Prior to donation, I learned that in 2003 the Red Cross implemented a new test to detect for HIV and Hep C. It's called Nucleic Acid Testing, or simply NAT. I did some research over the weekend and it turns out that this test detects viral genes, rather than viral antibodies or antigens. This means they are able to detect infection earlier since the donor does not have to develop an immune response (which produces antigens or antibodies) to either virus.
According to the FDA, the average window to detect antigens and antibodies for HIV and HIV-1 is 22 days, however with NAT, it's reduced to 12 days. The window for detection of Hep C is reduced from 82 days to 25 days.
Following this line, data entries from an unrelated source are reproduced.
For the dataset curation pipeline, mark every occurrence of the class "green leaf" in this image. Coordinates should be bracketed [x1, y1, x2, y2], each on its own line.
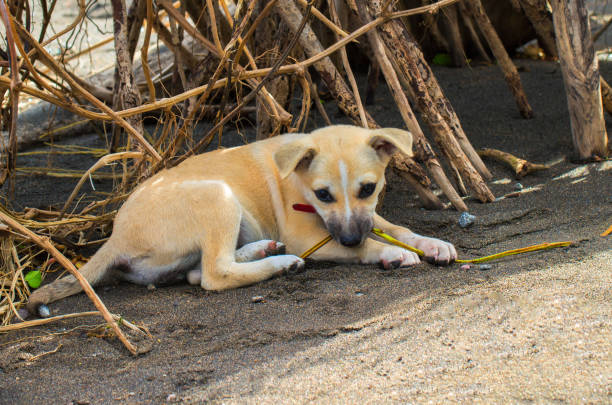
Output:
[25, 270, 42, 288]
[433, 53, 453, 66]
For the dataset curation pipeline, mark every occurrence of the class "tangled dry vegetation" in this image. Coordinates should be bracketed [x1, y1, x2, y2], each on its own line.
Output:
[0, 0, 608, 351]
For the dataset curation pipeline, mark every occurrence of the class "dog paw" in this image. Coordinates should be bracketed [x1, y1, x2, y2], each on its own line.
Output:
[380, 246, 421, 270]
[268, 255, 304, 275]
[235, 239, 285, 262]
[261, 240, 287, 258]
[408, 236, 457, 265]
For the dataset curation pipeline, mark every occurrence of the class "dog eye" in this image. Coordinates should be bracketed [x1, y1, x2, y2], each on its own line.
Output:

So I asked the donor coordinator who was there some questions along the lines of djay's original post. According to her, with this new testing, the American Red Cross has requested the CDC change some of its questions to donors. She agreed with me that the current set of questions has the unintended benefit of scaring off a number of donors.
While I still understand why the CDC has promulgated the regulations it has, with the advent of these newer tests, I am also seeing that their policies and protocols are lagging behind the available technology. If, indeed, a viral gene for HIV can be detected in 12 days, then maybe djay is right: maybe a lifelong ban on homosexuals donating is not necessary....
Just some more things for me to think about!